Online testing is underway in most California schools, but apparently most parents don’t know anything about the new assessments.
A Public Policy Institute of California survey released April 22 found that 55 percent of parents say they have heard nothing about the state’s new Smarter Balanced Assessment System. The computer-based test, which is aligned to the Common Core State Standards, replaced California’s standardized paper-and-pencil tests. Only 8 percent of parents surveyed reported that they heard a lot about the new assessments, according to a news release.
The San Francisco-based Public Policy Institute of California surveyed 1,706 California residents, including 355 public school parents, in early April by phone. The margin of error for all adult respondents is 3.7 percent. The survey also found that Californians aren’t informed about the state’s new school funding formula.
California parents’ common-core competency is weak as well, with almost a third saying they’ve heard anything at all about the standards, while 43 percent have heard “a little.”
“Local schools need to do a better job of keeping parents informed as the state implements the new English and math standards,” Mark Baldassare, the president and chief executive officer of the Public Policy Institute of California, said in a release.
While it may be somewhat predictable that parents have been left in the dark about the state assessments, their optimism about what the tests and the common-core standards can achieve and how prepared school districts are to implement these changes is worth noting.

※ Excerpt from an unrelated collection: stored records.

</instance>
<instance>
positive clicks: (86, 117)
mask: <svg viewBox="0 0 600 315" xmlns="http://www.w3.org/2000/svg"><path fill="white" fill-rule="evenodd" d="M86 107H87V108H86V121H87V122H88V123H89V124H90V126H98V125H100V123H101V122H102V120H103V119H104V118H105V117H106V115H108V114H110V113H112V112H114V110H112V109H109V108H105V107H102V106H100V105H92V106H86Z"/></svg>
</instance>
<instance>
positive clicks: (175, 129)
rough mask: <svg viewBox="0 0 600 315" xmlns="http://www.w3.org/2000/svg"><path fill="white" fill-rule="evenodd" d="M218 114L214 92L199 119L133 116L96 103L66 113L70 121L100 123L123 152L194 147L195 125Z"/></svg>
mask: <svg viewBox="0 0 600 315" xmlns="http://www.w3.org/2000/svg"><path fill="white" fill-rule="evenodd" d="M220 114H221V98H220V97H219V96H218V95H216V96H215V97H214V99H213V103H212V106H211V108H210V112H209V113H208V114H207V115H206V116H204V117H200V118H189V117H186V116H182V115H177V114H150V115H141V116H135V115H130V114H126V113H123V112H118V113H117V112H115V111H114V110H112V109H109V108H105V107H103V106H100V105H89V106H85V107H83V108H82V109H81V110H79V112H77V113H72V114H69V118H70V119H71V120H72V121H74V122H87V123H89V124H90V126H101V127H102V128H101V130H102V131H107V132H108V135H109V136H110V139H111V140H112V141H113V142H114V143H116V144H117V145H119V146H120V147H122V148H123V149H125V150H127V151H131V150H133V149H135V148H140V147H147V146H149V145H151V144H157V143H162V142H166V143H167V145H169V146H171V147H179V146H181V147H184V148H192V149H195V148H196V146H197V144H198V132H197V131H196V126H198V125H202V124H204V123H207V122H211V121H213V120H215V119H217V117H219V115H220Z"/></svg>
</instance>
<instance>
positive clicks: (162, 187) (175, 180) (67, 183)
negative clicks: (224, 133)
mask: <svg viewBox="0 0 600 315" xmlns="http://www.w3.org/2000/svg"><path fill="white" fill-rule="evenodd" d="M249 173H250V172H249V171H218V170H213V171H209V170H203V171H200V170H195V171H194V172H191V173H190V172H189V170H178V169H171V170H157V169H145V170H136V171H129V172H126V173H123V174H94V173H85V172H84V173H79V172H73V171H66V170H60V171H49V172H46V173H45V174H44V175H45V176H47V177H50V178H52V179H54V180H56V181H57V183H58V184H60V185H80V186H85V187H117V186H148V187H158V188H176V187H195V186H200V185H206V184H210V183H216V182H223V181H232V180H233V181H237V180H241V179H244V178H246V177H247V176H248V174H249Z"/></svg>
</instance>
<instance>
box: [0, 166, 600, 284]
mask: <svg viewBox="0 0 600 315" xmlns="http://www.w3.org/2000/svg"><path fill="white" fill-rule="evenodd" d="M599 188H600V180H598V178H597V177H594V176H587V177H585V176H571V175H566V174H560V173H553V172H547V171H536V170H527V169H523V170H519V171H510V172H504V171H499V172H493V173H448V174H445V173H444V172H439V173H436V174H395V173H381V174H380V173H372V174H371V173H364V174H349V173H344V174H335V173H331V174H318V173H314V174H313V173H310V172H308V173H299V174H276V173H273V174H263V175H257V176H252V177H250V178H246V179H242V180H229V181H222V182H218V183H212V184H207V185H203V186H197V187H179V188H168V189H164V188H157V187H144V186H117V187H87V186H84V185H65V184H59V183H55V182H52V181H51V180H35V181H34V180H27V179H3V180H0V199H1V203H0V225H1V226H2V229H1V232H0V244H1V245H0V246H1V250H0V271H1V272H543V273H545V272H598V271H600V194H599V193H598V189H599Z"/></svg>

The survey found that despite growing criticism about the technological capacity of school districts to handle administering the computer-based tests, a majority of public school parents (71 percent) were either very confident or somewhat confident that their schools were up to the challenge.
Despite reports from other states to the contrary, most California public school parents also are pretty confident that their children will do well on the new assessments with 71 percent predicting that the scores will either be higher or about the same.
(Maybe that confidence in California students’ testing abilities explains why so few respondents believe that there is excessive amounts of testing in their local schools—24 percent in elementary and middle schools and 22 percent in high schools.)
More than half of those surveyed believe that implementing the common core will fulfill at least two promises: to make students more college- and career-ready and help students develop critical-thinking and problem-solving skills. Most public school parents (71 percent) believe those goals are achievable.
That doesn’t mean Californians are worry-free when it comes to the common core. The survey found that most Californians, including public school parents, are very or somewhat concerned about teachers’ readiness to instruct children using the standards.
Meanwhile, California’s new school funding system—the Local Control Funding Formula—remains a mystery to most in the state. The survey found that 75 percent of adults had no knowledge about the funding system.
And although the new school financing system requires parents’ input to develop a Local Control Accountability Plan to identify funding priorities, more than half of the parents surveyed say they received no information requesting their involvement. Interestingly, low-income parents (51 percent) were more likely than those parents with higher incomes (37 percent) to indicate that their school or district gave them information about the plan.